Claude Code local logs double-count

Estimate, not bill. These counts feed an API-equivalent cost model that uses public Anthropic and OpenAI token pricing. Actual owner cost is about $400 per month across Claude Max, ChatGPT Pro, and OpenAI API credits.

If you parse ~/.claude/projects/**/*.jsonl and sum every row with message.usage, you will overcount.

On this corpus, raw Claude Code usage rows were 45,983. Duplicate replays were 21,682. That is 47.2% of the raw rows.

The cause is local logging shape, not double billing.

what duplicates #

The duplicate is not the whole JSON object. The outer envelope changes:

  • uuid: changes
  • parentUuid: changes
  • timestamp: usually changes

The usage snapshot stays the same:

  • sessionId: same
  • requestId: same
  • message.model: same
  • message.usage.input_tokens: same
  • message.usage.output_tokens: same
  • message.usage.cache_creation_input_tokens: same
  • message.usage.cache_read_input_tokens: same

That is the primary dedup key the current script uses:

message.id

message.id is the right accounting key for the cost pass because it collapses replayed envelopes down to one model call.

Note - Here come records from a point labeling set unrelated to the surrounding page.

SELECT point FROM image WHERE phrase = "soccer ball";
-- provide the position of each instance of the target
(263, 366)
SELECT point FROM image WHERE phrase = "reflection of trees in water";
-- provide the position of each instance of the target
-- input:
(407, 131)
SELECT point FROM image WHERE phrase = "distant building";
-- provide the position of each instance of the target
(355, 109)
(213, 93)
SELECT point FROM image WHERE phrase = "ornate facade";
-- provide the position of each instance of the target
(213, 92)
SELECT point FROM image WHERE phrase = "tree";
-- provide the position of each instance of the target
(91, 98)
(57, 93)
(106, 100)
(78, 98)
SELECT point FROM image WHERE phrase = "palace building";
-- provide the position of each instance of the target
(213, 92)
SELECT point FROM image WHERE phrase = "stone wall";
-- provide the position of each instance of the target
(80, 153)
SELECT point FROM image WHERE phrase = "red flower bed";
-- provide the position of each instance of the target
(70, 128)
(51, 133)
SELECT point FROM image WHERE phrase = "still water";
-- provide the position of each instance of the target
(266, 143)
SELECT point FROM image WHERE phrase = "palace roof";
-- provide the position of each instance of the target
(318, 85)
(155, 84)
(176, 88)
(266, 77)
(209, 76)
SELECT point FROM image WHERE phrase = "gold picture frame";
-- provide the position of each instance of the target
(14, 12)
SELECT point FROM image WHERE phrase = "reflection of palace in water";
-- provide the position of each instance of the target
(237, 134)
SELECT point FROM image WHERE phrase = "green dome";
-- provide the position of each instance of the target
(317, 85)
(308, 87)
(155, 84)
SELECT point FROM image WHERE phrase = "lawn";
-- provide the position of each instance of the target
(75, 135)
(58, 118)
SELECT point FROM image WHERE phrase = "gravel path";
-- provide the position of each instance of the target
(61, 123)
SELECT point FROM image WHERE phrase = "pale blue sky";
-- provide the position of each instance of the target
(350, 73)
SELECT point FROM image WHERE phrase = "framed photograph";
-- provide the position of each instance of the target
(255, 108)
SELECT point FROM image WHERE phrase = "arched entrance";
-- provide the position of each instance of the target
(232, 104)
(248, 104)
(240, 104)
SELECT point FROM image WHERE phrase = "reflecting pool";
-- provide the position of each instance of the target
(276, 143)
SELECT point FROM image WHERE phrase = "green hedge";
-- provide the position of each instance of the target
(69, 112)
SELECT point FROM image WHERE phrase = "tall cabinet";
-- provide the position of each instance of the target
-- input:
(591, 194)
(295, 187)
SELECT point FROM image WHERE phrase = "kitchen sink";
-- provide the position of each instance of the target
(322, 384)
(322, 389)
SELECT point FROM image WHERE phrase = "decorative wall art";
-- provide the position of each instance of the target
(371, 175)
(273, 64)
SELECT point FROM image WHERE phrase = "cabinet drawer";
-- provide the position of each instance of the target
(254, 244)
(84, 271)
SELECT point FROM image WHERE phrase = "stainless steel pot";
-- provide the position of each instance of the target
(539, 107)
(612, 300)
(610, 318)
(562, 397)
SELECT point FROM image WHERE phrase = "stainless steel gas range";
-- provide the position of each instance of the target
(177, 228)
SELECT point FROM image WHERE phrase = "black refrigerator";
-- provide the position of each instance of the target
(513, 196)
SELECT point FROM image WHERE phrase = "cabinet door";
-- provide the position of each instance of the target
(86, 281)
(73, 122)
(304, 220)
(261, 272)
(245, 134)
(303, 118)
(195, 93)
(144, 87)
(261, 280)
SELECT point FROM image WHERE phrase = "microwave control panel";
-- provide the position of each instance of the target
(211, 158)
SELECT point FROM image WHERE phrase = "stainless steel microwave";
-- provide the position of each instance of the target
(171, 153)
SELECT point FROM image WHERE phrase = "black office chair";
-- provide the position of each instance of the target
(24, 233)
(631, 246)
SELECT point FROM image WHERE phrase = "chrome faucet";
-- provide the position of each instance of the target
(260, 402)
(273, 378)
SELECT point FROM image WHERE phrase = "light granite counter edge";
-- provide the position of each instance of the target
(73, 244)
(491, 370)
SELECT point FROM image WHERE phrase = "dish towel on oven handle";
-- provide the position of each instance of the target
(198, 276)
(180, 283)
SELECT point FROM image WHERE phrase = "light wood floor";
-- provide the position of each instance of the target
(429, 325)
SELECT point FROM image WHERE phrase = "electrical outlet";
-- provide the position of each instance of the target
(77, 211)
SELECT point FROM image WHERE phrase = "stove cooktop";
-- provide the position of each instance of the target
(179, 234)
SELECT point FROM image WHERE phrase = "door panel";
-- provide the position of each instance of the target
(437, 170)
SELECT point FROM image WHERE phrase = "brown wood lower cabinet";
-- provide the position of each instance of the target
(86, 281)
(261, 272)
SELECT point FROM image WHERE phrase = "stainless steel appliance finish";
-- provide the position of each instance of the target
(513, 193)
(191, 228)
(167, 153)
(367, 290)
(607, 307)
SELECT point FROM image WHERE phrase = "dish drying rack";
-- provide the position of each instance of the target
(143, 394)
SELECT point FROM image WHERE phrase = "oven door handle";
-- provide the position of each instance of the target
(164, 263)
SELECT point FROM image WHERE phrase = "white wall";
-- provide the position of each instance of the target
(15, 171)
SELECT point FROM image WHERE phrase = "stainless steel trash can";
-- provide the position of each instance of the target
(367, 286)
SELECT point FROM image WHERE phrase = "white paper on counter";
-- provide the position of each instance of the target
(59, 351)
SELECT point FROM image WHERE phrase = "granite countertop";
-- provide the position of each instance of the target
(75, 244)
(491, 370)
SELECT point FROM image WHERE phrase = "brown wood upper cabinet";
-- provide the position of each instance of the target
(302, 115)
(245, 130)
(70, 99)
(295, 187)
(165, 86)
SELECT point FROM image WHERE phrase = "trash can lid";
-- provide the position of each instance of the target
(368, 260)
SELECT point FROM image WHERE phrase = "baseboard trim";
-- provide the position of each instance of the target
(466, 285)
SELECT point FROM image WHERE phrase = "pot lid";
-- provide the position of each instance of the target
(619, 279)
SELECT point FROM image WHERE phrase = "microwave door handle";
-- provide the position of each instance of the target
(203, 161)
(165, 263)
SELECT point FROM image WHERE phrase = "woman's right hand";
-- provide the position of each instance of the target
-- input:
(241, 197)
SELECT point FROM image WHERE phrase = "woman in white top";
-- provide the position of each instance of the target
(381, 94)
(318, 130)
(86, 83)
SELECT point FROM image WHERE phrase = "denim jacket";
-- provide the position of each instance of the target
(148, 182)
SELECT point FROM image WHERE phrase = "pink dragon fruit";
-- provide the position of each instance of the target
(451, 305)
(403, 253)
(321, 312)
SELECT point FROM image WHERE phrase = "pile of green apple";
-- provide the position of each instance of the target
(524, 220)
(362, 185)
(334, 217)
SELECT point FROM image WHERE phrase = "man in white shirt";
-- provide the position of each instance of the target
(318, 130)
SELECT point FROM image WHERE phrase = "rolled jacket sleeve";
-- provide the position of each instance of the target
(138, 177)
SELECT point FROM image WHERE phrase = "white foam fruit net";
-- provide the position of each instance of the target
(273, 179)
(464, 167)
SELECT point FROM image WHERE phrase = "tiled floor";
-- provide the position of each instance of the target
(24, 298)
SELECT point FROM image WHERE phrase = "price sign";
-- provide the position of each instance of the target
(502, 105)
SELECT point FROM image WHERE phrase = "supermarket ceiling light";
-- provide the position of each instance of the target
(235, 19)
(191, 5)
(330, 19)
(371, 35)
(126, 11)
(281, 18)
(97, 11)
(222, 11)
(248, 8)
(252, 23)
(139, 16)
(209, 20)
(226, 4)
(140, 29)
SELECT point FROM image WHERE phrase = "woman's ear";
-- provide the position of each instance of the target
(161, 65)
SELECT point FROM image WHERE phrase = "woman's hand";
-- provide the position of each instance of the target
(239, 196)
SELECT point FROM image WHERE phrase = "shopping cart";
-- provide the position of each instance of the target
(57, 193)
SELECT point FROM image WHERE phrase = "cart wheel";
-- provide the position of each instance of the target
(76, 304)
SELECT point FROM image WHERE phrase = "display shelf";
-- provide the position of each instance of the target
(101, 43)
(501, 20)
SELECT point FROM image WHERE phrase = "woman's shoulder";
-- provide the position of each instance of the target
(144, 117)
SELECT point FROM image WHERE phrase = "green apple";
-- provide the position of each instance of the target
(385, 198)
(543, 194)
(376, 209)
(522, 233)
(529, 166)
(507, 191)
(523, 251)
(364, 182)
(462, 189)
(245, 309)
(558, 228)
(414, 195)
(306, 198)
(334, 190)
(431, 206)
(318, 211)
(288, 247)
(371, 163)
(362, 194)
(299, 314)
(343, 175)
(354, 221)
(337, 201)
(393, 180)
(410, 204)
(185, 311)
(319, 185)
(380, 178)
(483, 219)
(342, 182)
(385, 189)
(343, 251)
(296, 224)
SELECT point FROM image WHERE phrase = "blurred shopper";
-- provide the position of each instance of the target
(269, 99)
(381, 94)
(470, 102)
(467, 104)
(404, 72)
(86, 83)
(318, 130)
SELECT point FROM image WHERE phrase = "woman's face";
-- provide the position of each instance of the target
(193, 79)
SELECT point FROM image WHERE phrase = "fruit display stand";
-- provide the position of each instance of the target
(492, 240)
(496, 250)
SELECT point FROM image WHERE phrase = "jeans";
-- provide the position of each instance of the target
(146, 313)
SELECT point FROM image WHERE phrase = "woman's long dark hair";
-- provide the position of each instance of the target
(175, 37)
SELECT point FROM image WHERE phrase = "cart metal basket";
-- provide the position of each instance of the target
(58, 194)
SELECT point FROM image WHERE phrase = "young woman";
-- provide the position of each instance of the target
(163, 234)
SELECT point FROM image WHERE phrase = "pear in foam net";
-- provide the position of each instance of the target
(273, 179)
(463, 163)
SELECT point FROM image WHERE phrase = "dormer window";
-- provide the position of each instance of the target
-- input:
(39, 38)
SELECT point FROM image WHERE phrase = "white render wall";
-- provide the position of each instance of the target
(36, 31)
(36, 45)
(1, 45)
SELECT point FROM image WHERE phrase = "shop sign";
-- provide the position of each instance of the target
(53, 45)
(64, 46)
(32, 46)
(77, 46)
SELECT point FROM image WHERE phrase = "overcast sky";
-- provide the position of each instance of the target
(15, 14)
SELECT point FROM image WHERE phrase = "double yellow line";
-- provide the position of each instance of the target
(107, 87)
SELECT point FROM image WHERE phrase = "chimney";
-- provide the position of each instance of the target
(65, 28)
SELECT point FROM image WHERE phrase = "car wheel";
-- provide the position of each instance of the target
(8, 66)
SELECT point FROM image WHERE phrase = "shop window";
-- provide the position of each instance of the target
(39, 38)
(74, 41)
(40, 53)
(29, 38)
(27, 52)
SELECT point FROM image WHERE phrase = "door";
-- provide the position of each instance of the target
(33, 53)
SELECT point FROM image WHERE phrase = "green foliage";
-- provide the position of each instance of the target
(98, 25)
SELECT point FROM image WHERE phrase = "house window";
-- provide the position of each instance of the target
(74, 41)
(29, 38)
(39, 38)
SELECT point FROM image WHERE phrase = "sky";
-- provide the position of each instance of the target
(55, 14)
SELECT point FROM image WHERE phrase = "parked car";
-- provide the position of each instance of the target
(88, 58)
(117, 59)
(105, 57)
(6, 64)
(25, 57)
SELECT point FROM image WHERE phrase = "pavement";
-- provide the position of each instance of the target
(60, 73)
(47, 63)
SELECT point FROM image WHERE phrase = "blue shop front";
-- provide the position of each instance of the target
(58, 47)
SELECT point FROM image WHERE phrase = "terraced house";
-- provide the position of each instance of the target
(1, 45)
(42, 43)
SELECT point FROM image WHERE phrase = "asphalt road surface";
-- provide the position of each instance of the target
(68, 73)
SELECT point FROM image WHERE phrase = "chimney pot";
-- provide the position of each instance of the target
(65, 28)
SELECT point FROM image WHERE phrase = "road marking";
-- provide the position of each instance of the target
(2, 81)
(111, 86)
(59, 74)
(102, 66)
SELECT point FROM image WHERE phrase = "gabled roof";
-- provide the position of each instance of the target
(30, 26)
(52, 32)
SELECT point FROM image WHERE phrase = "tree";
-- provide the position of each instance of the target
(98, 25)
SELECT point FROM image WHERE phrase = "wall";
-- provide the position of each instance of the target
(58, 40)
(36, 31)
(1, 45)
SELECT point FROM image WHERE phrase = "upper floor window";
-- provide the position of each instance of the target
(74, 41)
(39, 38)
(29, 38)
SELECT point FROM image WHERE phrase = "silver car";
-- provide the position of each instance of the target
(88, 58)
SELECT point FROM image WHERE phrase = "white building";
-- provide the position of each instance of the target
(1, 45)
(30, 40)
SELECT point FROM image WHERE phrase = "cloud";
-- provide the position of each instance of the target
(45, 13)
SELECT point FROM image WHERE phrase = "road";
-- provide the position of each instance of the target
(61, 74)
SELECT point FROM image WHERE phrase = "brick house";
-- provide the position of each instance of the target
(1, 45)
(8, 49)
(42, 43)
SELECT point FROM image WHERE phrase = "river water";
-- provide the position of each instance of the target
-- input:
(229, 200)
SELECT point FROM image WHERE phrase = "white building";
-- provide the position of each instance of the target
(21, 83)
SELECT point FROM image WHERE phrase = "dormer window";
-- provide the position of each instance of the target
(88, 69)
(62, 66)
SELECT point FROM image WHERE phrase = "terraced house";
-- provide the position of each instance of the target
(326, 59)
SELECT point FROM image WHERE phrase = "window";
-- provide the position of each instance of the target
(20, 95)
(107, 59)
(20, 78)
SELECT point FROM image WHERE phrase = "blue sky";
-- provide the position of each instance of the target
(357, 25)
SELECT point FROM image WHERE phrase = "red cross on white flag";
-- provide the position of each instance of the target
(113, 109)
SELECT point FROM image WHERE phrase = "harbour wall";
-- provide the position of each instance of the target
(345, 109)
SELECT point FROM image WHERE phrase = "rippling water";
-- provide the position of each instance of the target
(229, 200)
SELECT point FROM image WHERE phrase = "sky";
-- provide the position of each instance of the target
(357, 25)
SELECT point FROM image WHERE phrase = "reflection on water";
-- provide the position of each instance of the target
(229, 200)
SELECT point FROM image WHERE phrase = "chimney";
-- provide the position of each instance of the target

For forensic work, the usage tuple is the useful cross-check when the local row is still mutating.

what the logger is doing #

The local file is an append-only event log of client state, not a ledger of billable requests.

One assistant turn can be written several times as the UI representation changes:

  • thinking -> tool_use: 8,608 duplicate replays
  • tool_use -> tool_use: 7,624 duplicate replays
  • text -> tool_use: 2,505 duplicate replays
  • thinking -> text: 2,318 duplicate replays

The common shape is:

  1. Claude Code emits an assistant message with usage attached.
  2. The client writes one local row for an intermediate state such as thinking.
  3. The client writes another local row for the same request when the visible content changes to tool_use or text.
  4. The second row gets a fresh envelope uuid, but it keeps the same requestId and the same usage numbers.

Example from a real session:

  • line 7: assistant row with content = [thinking], requestId = req_011Ca19oPudeF9D7akU9VnL8, usage (1, 510, 1395, 34071)
  • line 8: assistant row with content = [tool_use], same requestId, same usage, new uuid

That is a replay of the same usage envelope. It is not a second model call.

Some turns replay more than twice. In this corpus the same dedup key appeared 3 times in 2,692 cases, 4 times in 955 cases, and up to 10 times in a smaller tail. That matches a client repeatedly snapshotting the same request while the assistant message mutates locally.

what to count #

Count each unique usage envelope once. On the current pass that means 24,301 kept token events out of 45,983 raw usage rows.

Do not:

  • sum every row with message.usage
  • dedup by outer uuid

Do:

  • restrict to rows with message.model starting with claude-
  • dedup on message.id when present, else use the file-path plus line fallback

One-line Python version:

uv run --with orjson python -c 'from pathlib import Path; import orjson; seen=set(); total=0; dup=0; root=Path.home()/".claude"/"projects"; 
for p in root.rglob("*.jsonl"):
  for line in p.open("rb"):
    try: row=orjson.loads(line)
    except Exception: continue
    msg=row.get("message") or {}; usage=msg.get("usage") or {}; model=msg.get("model") or ""
    if not usage or not str(model).startswith("claude-"): continue
    total += 1; key=msg.get("id") or f"{p}:{total}"
    dup += key in seen; seen.add(key)
print({"raw_rows": total, "kept_rows": len(seen), "duplicate_rows": dup, "duplicate_ratio": round(dup / total, 4) if total else 0})'

bottom line #

This looks like a client logger issue, or more precisely a client event-model issue.

The local JSONL files are logging state transitions. Those transitions can replay the same usage payload several times under new wrapper envelopes. If you treat the file as an accounting ledger, you will inflate usage.

The Anthropic bill is not implicated by this evidence. The overcount happens in local replayed rows.